Andi Saputra - detikNews
Jakarta - Mahkamah Agung (MA) menorehkan sejarah baru.
Di bawah kepemimpinan Hatta Ali, MA berhasil mengadili 14.736 kasus
dalam setahun yang masuk ke meja hakim agung. Jumlah ini berbeda jauh
dibandingkan Mahkamah Konstitusi (MK) yang hanya mengadili 200-an
perkara per tahun.
Hingga akhir November 2013, perkara yang
berhasil diputus berjumlah 14.736 perkara. Menurut Ketua MA,
produktivitas dalam memutus perkara di tahun 2013 yang mencapai jumlah
14.736 merupakan yang tertinggi dalam satu dekade terakhir, bahkan dalam
sejarah MA.
Jumlah ini melampaui rekor memutus perkara tertinggi
sebelumnya di tahun 2010 yang mencapai 13.891 perkara. Jumlah perkara
putus yang tinggi ini berdampak pada berkurangnya sisa perkara hingga
hanya berjumlah 6.592 perkara.
"Ini merupakan sisa perkara paling rendah sepanjang sejarah MA," kata Hatta Ali seperti dilansir website MA, Jumat (20/12/2013).
Mantan
Ketua Muda MA bidang Pengawasan ini membandingkan capaian dengan tahun
2012 yang hanya berhasil memutus 10.995 kasus. Sehingga sisa perkara
melambung menjadi 10.112 kasus.
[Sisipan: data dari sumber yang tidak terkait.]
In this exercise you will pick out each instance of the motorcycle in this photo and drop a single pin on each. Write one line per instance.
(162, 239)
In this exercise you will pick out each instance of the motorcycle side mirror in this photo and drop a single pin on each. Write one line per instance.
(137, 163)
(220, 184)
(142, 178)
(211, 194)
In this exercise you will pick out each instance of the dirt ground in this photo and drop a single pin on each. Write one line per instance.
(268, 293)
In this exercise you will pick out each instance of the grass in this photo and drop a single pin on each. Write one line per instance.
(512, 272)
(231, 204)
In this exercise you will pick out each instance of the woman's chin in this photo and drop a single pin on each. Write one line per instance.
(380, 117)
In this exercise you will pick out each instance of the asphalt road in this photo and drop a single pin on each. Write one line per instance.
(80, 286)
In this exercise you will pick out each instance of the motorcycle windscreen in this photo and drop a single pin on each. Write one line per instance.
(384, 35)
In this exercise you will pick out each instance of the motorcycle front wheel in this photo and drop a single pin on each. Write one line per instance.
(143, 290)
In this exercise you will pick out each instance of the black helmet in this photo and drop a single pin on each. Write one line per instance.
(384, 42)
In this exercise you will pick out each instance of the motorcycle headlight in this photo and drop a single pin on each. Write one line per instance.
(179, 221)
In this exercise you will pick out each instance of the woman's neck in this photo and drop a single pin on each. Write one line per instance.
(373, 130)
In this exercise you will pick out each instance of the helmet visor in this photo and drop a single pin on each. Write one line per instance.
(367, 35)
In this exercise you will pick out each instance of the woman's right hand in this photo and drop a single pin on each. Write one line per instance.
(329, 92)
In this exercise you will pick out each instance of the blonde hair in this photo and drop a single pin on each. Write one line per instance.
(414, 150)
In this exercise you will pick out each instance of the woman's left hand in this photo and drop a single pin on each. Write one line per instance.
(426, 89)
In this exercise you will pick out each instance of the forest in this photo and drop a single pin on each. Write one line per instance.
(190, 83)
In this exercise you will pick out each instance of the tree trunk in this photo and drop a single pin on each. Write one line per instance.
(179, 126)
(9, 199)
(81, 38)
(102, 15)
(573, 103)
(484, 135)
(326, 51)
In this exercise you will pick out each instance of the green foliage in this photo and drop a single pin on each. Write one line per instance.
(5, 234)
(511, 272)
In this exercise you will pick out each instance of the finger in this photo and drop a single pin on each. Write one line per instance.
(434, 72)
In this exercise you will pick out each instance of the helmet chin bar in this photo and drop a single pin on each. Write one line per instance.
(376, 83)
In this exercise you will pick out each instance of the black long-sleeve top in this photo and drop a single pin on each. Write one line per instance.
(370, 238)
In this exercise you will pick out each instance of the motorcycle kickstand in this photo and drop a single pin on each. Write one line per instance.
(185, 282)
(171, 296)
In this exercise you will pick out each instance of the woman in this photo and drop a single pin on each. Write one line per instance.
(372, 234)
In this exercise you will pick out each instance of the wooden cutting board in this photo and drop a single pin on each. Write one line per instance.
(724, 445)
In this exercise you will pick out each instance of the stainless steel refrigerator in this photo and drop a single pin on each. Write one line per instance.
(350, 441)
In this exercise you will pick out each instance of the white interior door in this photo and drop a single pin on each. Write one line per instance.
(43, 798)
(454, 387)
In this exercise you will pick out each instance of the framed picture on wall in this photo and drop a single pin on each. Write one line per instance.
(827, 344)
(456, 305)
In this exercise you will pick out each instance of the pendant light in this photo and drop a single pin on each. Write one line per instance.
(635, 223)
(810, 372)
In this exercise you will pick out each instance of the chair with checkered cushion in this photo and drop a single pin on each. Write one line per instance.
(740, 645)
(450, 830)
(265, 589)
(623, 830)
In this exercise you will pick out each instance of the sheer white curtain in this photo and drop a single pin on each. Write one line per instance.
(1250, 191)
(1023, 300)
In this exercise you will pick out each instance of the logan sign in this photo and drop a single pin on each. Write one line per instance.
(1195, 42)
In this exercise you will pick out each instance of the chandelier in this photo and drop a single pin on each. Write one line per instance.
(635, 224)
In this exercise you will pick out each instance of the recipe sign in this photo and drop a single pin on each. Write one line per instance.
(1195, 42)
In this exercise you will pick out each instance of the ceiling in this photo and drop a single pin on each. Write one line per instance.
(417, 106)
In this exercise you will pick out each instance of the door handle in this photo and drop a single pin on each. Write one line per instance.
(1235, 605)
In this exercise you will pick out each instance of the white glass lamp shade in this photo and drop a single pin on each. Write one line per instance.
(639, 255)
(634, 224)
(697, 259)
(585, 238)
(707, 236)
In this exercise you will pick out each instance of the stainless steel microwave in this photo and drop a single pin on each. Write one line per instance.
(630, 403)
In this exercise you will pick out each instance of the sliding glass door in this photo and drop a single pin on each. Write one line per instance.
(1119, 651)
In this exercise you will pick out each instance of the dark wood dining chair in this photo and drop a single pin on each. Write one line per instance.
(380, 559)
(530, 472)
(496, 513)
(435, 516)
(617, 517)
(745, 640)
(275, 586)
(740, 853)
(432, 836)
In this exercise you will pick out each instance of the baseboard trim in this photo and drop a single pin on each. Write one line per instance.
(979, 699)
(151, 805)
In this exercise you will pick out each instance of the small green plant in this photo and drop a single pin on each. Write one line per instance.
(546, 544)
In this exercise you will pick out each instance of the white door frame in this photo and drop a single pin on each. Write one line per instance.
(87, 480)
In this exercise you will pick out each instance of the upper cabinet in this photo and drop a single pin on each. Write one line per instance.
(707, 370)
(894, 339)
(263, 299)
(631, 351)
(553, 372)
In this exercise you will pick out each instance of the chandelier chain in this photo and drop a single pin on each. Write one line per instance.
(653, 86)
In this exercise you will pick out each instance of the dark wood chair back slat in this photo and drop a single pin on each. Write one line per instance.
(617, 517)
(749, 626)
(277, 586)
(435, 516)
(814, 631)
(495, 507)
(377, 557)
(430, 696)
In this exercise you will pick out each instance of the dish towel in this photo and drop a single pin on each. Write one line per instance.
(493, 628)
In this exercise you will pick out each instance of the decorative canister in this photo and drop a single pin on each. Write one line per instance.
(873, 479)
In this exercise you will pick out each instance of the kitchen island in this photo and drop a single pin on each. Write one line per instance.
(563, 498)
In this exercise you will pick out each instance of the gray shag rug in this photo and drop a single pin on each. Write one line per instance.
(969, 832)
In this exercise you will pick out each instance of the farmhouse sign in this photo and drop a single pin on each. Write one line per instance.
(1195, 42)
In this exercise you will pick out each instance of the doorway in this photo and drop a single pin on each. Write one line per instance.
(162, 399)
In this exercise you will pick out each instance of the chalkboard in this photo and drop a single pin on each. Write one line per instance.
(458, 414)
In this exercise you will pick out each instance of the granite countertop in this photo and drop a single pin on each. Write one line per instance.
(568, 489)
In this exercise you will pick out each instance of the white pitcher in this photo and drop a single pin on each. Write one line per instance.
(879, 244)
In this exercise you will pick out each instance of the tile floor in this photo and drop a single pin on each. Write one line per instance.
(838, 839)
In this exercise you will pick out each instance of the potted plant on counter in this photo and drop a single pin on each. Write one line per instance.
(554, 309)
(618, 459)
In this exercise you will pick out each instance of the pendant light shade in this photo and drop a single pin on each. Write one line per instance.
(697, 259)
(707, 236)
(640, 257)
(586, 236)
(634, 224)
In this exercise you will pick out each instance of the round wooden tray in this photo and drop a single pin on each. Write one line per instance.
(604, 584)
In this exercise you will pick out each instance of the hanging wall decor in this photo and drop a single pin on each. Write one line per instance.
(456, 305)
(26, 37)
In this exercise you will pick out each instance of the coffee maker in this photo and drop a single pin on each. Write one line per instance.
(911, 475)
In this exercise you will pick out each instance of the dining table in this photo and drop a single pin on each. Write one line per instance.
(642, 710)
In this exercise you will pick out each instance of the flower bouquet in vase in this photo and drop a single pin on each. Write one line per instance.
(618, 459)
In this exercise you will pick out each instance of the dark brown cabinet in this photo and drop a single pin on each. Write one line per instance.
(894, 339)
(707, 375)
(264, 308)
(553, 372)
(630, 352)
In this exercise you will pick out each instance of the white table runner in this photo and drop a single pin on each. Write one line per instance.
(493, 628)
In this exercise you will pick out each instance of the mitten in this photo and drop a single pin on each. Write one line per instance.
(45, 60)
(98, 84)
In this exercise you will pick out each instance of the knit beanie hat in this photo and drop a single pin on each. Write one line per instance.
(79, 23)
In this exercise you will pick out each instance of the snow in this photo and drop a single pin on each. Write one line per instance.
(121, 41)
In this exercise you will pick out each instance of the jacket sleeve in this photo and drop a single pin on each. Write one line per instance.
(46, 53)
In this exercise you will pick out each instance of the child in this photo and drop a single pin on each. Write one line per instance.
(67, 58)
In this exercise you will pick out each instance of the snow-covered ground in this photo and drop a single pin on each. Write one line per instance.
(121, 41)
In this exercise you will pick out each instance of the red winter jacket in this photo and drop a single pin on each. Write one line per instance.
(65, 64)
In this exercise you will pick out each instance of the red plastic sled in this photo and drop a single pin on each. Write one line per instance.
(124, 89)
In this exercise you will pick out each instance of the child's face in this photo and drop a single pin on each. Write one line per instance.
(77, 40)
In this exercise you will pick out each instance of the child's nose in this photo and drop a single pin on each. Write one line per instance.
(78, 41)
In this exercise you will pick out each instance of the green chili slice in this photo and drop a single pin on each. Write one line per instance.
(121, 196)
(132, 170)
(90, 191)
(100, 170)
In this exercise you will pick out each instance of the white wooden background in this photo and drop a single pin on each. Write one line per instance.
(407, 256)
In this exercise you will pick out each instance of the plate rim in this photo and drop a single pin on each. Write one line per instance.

Padahal di tahun sebelumnya perkara
putus berjumlah 13.719 dan sisa perkara berada di angka 7.695.
Menurunnya jumlah produktivitas di tahun 2012 ini bukan dikarenakan
rendahnya etos kerja hakim agung. Sebab banyak faktor yang saling
berkontribusi terhadap menurunnya jumlah perkara putus.
"Tahun
2012 banyak hakim agung yang pensiun, terjadi suksesi kepemimpinan di
awal tahun 2013, dan banyak hakim yang terlibat di berbagai kegiatan di
luar sehingga berpengaruh kepada menurunnya jumlah perkara putus," jelas
hakim agung yang menyandang gelar doktor dari Universitas Padjadjaran
(Unpad) itu.
Berkaca dengan fenomena menurunnya produktivitas
tersebut, di tahun 2013 telah dilakukan berbagai perubahan kebijakan.
Seperti hakim agung "dilarang" beraktivitas di luar gedung MA di hari
dan jam kerja. Permintaan menjadi nara sumber dapat dipenuhi sepanjang
mendapat izin Ketua MA. Di tahun 2013, Rakernas juga ditiadakan.
Kebijakan lainnya adalah dengan menerbitkan SK yang mengubah sistem
membaca berkas bergiliran menjadi membaca berkas bersama. SK ini pun
membatasi jangka waktu memutus perkara untuk perkara biasa paling lama
tiga bulan.
"Dengan implementasi SK ini, diharapkan di tahun 2014
jumlah perkara putus akan lebih meningkat karena hari musyawarah dan
ucapan telah ditetapkan di muka," ucap Hatta Ali berharap.